CAPÍTULO XVIII

JAQUE MATE

TRANIV esperó un tiempo prudencial, pero ansioso por saber si Doc Savage había logrado enviar algún mensaje, abrió la puerta, entrando en la sala de transmisiones acompañado por Allbellin.

Doc Savage acababa de perder el conocimiento, pero su organismo extraordinario, distinto del de cualquier otro mortal, le permitió volver a la normalidad inmediatamente, apenas se abrió la puerta. A pesar de ello, permaneció en el suelo, aparentando seguir desmayado.

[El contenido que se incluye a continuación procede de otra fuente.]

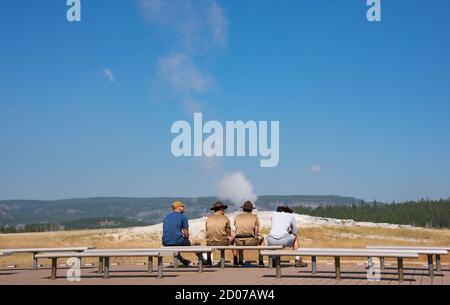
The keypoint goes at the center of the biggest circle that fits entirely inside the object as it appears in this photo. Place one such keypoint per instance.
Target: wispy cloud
(316, 168)
(180, 73)
(109, 75)
(196, 30)
(194, 25)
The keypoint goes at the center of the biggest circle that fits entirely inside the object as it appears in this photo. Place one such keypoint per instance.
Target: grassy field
(344, 237)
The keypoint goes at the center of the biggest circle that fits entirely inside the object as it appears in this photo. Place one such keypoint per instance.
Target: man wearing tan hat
(176, 229)
(247, 230)
(218, 229)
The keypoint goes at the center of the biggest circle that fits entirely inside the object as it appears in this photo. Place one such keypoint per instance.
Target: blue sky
(86, 108)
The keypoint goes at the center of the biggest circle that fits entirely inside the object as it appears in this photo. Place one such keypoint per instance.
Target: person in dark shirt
(176, 229)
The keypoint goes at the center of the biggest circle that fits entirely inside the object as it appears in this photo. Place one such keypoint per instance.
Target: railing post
(314, 264)
(400, 269)
(438, 264)
(222, 258)
(430, 266)
(54, 267)
(337, 265)
(150, 264)
(278, 267)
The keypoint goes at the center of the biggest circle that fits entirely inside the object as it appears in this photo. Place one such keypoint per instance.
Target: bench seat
(35, 251)
(337, 254)
(105, 259)
(222, 250)
(172, 250)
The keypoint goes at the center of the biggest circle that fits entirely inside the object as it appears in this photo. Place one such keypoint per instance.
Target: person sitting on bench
(218, 229)
(176, 230)
(247, 231)
(284, 232)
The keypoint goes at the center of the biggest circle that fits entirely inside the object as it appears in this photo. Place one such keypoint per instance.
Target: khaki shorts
(250, 241)
(217, 243)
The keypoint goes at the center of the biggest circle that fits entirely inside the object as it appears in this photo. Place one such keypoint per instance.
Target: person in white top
(284, 232)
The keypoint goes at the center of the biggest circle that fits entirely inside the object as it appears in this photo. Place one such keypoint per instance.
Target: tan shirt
(246, 223)
(216, 228)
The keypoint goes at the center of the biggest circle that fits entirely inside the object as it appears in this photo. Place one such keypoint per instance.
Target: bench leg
(54, 267)
(200, 262)
(175, 261)
(430, 266)
(222, 259)
(101, 264)
(401, 276)
(337, 266)
(314, 264)
(438, 264)
(35, 262)
(160, 267)
(106, 276)
(150, 264)
(278, 267)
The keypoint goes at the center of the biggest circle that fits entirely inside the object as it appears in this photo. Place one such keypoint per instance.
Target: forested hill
(423, 213)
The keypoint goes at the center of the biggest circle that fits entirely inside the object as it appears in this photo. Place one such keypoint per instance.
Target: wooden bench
(428, 251)
(337, 254)
(222, 250)
(171, 250)
(35, 251)
(105, 255)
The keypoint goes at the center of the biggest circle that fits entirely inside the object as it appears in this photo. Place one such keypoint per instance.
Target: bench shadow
(6, 274)
(360, 272)
(100, 277)
(332, 277)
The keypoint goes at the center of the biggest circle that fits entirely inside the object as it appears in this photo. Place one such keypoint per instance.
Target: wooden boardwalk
(353, 274)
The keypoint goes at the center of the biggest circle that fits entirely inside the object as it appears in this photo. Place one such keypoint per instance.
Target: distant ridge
(144, 210)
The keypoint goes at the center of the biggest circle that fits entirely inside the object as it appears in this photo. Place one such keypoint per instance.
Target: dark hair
(248, 206)
(284, 209)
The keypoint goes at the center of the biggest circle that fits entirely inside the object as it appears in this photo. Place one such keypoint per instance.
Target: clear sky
(86, 108)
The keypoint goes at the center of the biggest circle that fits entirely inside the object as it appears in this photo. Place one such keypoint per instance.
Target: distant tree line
(80, 224)
(32, 228)
(423, 213)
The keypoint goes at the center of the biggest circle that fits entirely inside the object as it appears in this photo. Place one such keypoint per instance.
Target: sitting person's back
(218, 228)
(176, 229)
(284, 232)
(173, 225)
(283, 225)
(247, 231)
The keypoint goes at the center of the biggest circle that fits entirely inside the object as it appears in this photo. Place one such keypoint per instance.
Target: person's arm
(257, 227)
(228, 229)
(186, 233)
(185, 227)
(294, 226)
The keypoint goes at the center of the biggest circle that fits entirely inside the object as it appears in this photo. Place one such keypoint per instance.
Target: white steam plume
(236, 188)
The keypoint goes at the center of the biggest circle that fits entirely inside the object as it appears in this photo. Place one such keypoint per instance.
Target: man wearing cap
(284, 232)
(247, 230)
(218, 229)
(176, 229)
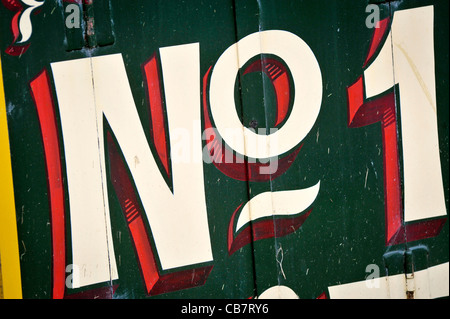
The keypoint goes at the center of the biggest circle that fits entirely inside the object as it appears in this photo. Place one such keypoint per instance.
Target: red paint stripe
(159, 134)
(40, 90)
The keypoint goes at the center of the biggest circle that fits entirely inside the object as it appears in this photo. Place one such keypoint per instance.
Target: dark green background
(345, 231)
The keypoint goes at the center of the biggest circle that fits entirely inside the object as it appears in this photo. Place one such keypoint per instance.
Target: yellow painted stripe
(9, 247)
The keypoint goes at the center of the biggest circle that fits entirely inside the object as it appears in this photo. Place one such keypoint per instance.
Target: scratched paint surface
(344, 153)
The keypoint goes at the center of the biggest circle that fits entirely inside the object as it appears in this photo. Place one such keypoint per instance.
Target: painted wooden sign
(224, 149)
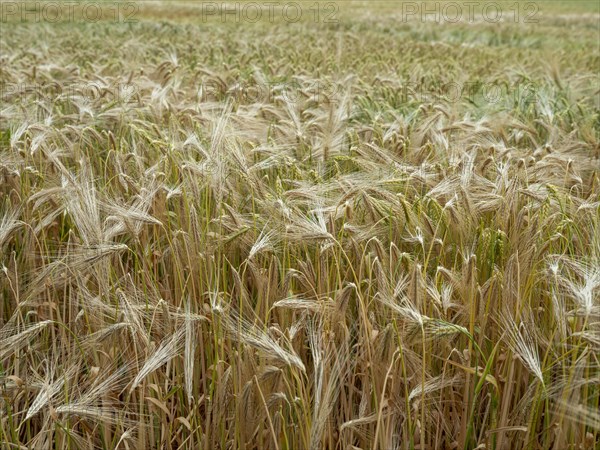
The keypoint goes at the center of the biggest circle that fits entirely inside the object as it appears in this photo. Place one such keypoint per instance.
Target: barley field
(314, 225)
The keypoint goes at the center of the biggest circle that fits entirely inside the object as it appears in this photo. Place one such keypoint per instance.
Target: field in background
(361, 229)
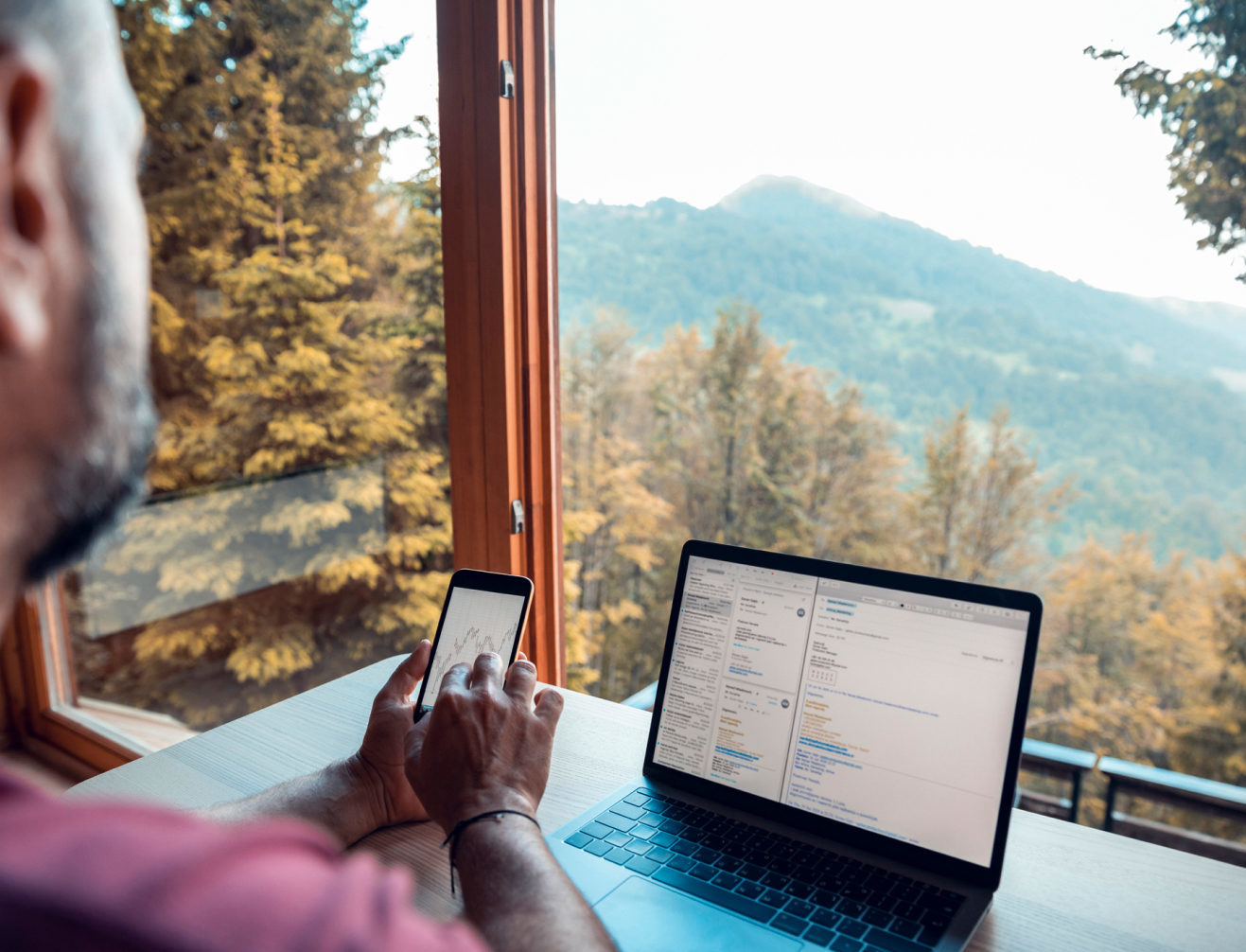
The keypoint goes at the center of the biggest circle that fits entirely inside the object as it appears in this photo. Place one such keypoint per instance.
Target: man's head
(75, 413)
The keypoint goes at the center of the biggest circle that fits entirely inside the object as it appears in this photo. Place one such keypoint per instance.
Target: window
(315, 401)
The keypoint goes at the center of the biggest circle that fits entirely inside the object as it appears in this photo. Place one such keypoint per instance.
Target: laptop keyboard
(817, 895)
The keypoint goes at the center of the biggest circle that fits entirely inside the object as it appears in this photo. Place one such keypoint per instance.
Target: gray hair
(76, 32)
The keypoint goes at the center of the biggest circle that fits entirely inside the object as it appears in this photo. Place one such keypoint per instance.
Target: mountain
(1143, 400)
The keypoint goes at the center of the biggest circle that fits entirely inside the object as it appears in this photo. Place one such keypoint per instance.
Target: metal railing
(1125, 780)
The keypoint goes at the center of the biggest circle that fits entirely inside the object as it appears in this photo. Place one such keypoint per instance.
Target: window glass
(298, 525)
(907, 290)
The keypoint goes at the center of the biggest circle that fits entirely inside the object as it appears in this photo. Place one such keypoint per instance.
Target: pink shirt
(91, 875)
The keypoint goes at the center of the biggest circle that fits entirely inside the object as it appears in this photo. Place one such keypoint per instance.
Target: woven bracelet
(452, 837)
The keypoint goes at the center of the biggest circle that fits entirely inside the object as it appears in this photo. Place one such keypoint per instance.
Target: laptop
(832, 762)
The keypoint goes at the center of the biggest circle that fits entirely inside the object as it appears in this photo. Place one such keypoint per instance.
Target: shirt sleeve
(142, 877)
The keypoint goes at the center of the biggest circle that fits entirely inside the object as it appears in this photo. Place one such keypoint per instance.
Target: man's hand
(484, 747)
(380, 764)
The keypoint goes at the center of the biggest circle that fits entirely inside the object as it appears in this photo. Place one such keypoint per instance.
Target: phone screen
(475, 621)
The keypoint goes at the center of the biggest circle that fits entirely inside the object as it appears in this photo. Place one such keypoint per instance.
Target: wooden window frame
(500, 287)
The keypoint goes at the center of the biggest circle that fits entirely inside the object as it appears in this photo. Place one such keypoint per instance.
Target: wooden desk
(1063, 888)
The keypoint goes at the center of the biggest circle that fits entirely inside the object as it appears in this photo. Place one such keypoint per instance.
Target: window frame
(500, 291)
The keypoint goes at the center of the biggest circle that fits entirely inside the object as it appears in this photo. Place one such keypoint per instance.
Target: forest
(298, 342)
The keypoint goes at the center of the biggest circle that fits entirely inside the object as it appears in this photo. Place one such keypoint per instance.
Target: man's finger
(404, 678)
(549, 708)
(456, 677)
(415, 740)
(521, 680)
(487, 672)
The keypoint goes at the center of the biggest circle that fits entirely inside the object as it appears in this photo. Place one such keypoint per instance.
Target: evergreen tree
(1202, 113)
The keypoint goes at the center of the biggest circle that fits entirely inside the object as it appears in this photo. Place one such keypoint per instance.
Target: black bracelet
(452, 837)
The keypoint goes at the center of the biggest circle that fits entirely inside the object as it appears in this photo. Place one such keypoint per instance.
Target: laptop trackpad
(641, 915)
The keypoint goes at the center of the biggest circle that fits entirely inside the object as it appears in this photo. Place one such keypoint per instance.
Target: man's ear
(30, 189)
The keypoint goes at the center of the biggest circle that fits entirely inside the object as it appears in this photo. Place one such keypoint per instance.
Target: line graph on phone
(476, 622)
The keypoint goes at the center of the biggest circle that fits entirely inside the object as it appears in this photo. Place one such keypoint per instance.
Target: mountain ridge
(1127, 393)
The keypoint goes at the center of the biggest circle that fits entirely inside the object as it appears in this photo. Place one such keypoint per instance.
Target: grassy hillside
(1143, 400)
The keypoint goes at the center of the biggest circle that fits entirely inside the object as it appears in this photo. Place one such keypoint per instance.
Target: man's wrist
(486, 802)
(362, 801)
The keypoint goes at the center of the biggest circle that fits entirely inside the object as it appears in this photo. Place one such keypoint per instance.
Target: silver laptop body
(832, 762)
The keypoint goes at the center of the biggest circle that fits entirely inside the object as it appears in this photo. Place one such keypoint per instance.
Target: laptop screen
(880, 708)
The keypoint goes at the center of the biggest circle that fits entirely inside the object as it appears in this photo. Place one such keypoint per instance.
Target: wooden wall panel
(500, 300)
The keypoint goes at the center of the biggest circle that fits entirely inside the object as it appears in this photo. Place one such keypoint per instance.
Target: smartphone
(483, 612)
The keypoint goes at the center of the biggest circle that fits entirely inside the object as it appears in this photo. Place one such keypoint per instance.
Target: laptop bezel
(939, 864)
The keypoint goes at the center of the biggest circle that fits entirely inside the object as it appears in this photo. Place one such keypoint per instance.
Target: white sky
(979, 118)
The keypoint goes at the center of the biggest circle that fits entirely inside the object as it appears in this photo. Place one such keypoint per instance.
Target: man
(75, 426)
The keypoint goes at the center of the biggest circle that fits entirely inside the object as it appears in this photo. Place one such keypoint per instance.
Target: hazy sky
(979, 118)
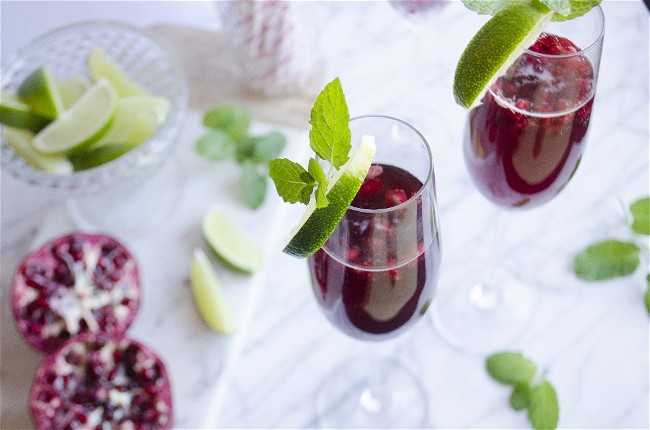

Traniv corrió inmediatamente hacia el transmisor, sacando de su interior un cilindro de cera, en que se inscribían automáticamente todos los mensajes transmitidos. Allbellin, a su lado, leía el texto de la comunicación enviada por Doc Savage. En cuanto a éste, comprendiendo que no debía perder ni un minuto y que muy pronto penetrarían en la sala los guardianes de Traniv, se levantó de un salto y se lanzó sobre los dos criminales.

La lucha fué breve. Ni Traniv ni Allbellin eran rivales para Doc Savage. Un simple golpe con el puño fué suficiente para dejar a cada uno de ellos privado del conocimiento, en forma tan completa como los mismos compañeros de Doc Savage por efectos del gas.

Un rápido examen de sus amigos reveló a Doc Savage que sólo estaban desvanecidos.

Sin pérdida de tiempo, el Hombre de Bronce salió de la sala y recorrió un corredor, subiendo por una escalera que daba al exterior. Desde allí, valiéndose de sus grandes condiciones de atleta, fué tarea fácil para él llegar al techo.

Aparentemente, Doc Savage había decidido abandonar a sus amigos. Corrió por el techó hasta uno pared situada en el extremo opuesto. Al llegar cerca de ella, aminoró el paso. Desde unas ventanas salía una potente luz. Doc Savage se acercó y miró al interior. Ante sus ojos apareció un laboratorio químico, perfectamente instalado con loa más modernos equipos. Numerosos químicos, vestidos con guardapolvos y máscaras contra los gases, estaban trabajando. Uno de ellos sintió, de pronto, una corriente de aire en la espalda, pero antes de que pudiese volverse, el Hombre de Bronce le había sujetado por la nuca, apretando ciertos nervios, que le privaron instantáneamente del conocimiento. El hombre cayó al suelo, detrás de la mesa, ante la cual trabajaba. Doc Savage se colocó su guardapolvo y su máscara. La escena se produjo tan rápida y silenciosamente, que los demás químicos ni siquiera se dieron cuenta de ello.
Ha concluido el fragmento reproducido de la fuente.